SAPPS, a trendy Japanese restaurant and bar, opened in 2017 when Shih Lee, who also owns the nearby restaurant SHI, wanted to create a more modern Japanese spot with a New York City feel. Lee partnered with Lehrer, who was a bartender at SHI, and long-time waiter Selix Lai to open the spot. The restaurant’s founders drew inspiration from a restaurant along First1st Ave. called Sapporo East, whose diners would often call it “Sapps.”
“It was a place where people in the neighborhood would go and hang out and you got to know the people who would go there,” Lehrer said. “We had an opportunity to work with our current landlord to recreate that and bring it back to life and put our own little twist on it.”
Lehrer hopes that the close-knit community at the Long Island City location will carry over to its new spot on Broadway. According to Lehrer, the partners decided to open a new location near Columbia’s campus partially because “the space also chose us.” The space had the right layout for a social bar and casual dining room, and its proximity to Columbia’s campus would contribute to this desired communal vibe.
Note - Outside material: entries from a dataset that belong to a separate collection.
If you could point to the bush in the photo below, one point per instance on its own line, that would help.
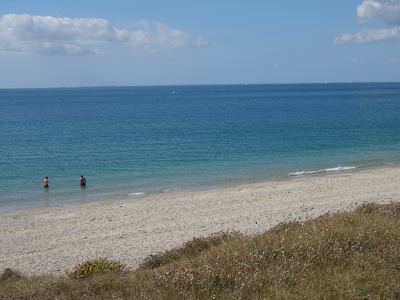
(96, 266)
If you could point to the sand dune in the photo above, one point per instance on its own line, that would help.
(53, 240)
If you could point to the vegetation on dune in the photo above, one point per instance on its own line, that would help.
(341, 256)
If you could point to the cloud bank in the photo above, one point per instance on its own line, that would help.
(386, 11)
(45, 35)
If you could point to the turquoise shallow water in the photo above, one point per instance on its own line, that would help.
(133, 141)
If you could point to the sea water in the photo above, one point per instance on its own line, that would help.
(134, 141)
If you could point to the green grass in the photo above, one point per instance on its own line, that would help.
(342, 256)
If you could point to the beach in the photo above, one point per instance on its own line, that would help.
(54, 240)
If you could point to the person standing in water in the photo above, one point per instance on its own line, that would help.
(46, 182)
(82, 181)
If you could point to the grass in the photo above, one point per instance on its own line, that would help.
(341, 256)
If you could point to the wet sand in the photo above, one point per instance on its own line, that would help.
(54, 240)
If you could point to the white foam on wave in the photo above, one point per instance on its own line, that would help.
(329, 170)
(136, 194)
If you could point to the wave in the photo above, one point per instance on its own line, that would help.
(136, 194)
(328, 170)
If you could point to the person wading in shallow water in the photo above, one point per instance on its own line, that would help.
(46, 182)
(82, 181)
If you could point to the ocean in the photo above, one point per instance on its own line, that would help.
(129, 142)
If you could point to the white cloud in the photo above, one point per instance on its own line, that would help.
(387, 11)
(369, 36)
(45, 35)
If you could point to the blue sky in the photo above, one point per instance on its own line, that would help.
(157, 42)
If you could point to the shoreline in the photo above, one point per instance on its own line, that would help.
(56, 239)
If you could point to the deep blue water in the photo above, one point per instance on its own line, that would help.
(133, 141)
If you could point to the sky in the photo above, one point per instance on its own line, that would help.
(75, 43)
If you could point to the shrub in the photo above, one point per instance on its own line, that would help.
(96, 266)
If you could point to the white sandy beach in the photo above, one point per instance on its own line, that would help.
(53, 240)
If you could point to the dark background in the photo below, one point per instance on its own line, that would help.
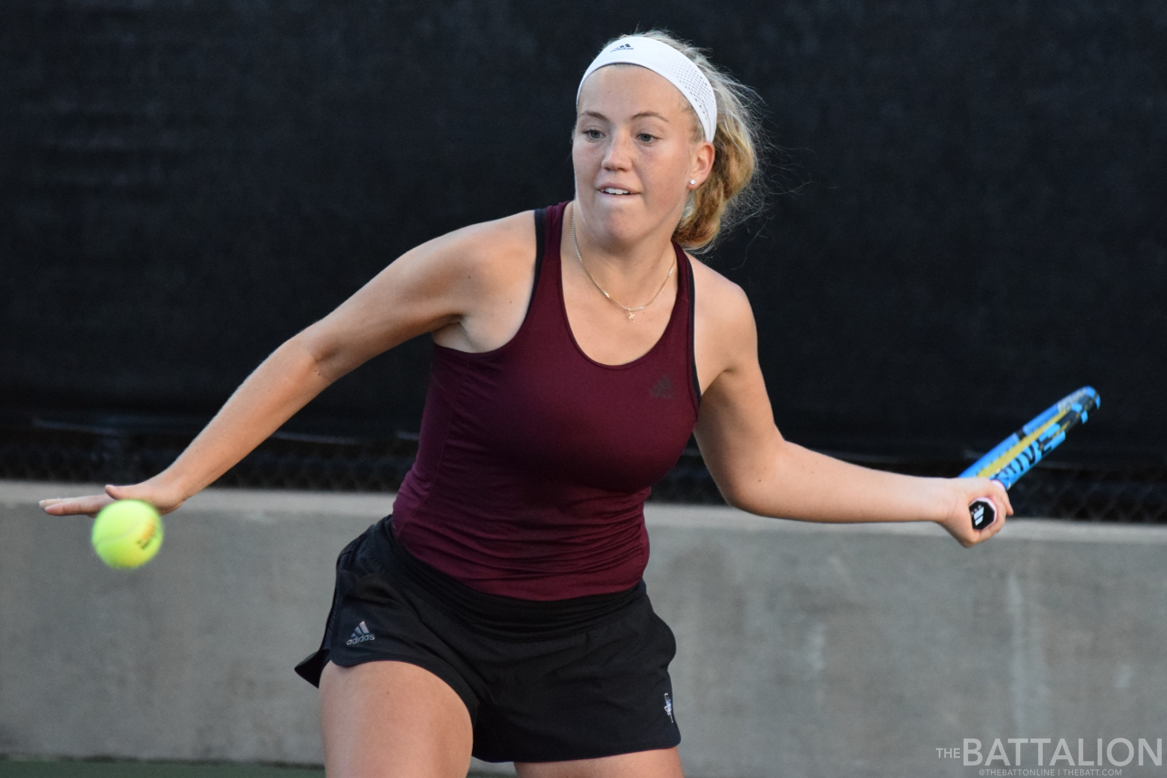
(975, 219)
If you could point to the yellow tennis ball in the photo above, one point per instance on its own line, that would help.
(127, 533)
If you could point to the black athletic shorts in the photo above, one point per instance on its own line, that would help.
(543, 681)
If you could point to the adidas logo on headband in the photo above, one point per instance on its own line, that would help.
(670, 63)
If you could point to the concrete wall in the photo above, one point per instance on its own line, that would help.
(805, 650)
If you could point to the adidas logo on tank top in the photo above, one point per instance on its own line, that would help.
(360, 635)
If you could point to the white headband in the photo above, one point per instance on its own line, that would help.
(669, 63)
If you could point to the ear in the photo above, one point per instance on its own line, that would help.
(701, 162)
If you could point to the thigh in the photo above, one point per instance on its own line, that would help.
(642, 764)
(389, 719)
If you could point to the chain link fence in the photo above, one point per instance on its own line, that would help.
(77, 454)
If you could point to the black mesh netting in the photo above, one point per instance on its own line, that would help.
(76, 453)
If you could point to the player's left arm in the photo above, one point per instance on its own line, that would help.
(757, 470)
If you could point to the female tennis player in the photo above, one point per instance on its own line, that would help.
(500, 610)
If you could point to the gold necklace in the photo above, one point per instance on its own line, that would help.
(631, 312)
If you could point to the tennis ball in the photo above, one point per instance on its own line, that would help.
(127, 533)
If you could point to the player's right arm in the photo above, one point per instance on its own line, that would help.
(455, 286)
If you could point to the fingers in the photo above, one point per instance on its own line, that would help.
(88, 505)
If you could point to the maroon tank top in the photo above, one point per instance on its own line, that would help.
(535, 461)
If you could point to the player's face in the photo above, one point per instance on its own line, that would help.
(636, 147)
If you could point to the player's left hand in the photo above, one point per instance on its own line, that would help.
(959, 524)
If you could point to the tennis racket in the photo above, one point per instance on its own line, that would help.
(1017, 454)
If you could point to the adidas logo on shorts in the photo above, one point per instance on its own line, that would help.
(360, 635)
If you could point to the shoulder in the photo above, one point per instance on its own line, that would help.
(488, 245)
(720, 305)
(725, 337)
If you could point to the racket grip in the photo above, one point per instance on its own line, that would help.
(982, 512)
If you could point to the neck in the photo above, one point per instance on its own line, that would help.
(624, 263)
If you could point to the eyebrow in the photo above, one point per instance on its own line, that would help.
(642, 114)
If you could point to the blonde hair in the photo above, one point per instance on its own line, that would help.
(734, 190)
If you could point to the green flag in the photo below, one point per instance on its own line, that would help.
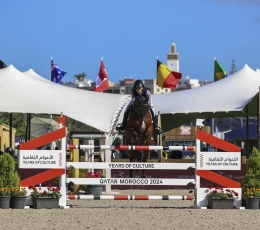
(219, 71)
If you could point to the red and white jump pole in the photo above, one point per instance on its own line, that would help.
(127, 197)
(130, 147)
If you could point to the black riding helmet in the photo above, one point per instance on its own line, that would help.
(9, 150)
(138, 84)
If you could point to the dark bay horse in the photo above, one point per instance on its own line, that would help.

“I think we add a lot of character to the area, especially because we’re for the community, so we want to be a place like that. People can come in and whether it’s for a quick bite, whether it’s for a nice dinner, whether it’s just to grab a drink. We want to be that kind of neighborhood place that people come to, and if things go well, I think we’ll just expand our footprint in the neighborhood,” Lehrer said.
Lehrer noted that the interior of the Columbia space will likely incorporate many elements from the Long Island City location, including exposed brick and bright dynamic colors. Additionally, the Columbia location will try to assimilate into the community through Morningside Heights- and Columbia-related art and design. The menu may change a bit as well to cater to the student body, yet many of its Japanese and fusion staples will remain.
SAPPS offers a selection of ramen dishes including its shoyu ramen with soy sauce flavor and its spicy miso ramen. Appetizers range from kara-age—fried chicken with spicy mayo—to grilled squid to takoyaki, octopus cooked in a wheat flour-based batter with a sweet glaze. In addition to 10 types of yakitori and classic entrees like salmon teriyaki and pork katsu, SAPPS offers donburi, rice bowls with options like unaju eel or Japanese beef curry.
SAPPS’s menu includes sashimi like striped bass, sea bream, and sea urchin. In addition to 30 standard rolls, the restaurant features a dozen special rolls like Salmon Salsa with spicy crab and tomato salsa, the Robster with garlic lobster wrapped in pink soy paper, and the Medusa with salmon and jalapeno alongside melted mozzarella cheese and caramelized onions. Sushi appetizers also include modern interpretations of sushi like “pizza pie” with scallion pancake and spicy tuna and as Tostitos ceviche with tuna, salmon, and yellowtail.
Although Lehrer acknowledges that the decision to open a new restaurant location during a pandemic is a risk, he thinks that now is the right time to join the Columbia community, especially with the return to indoor dining increasing patronage to many restaurants. With a relatively successful summer of outdoor dining and takeout in Long Island City, Lehrer says that he is “very optimistic about the future of the restaurant business.”
“We see this opportunity to join this community and be in this neighborhood with Columbia University at its heart,” Lehrer said.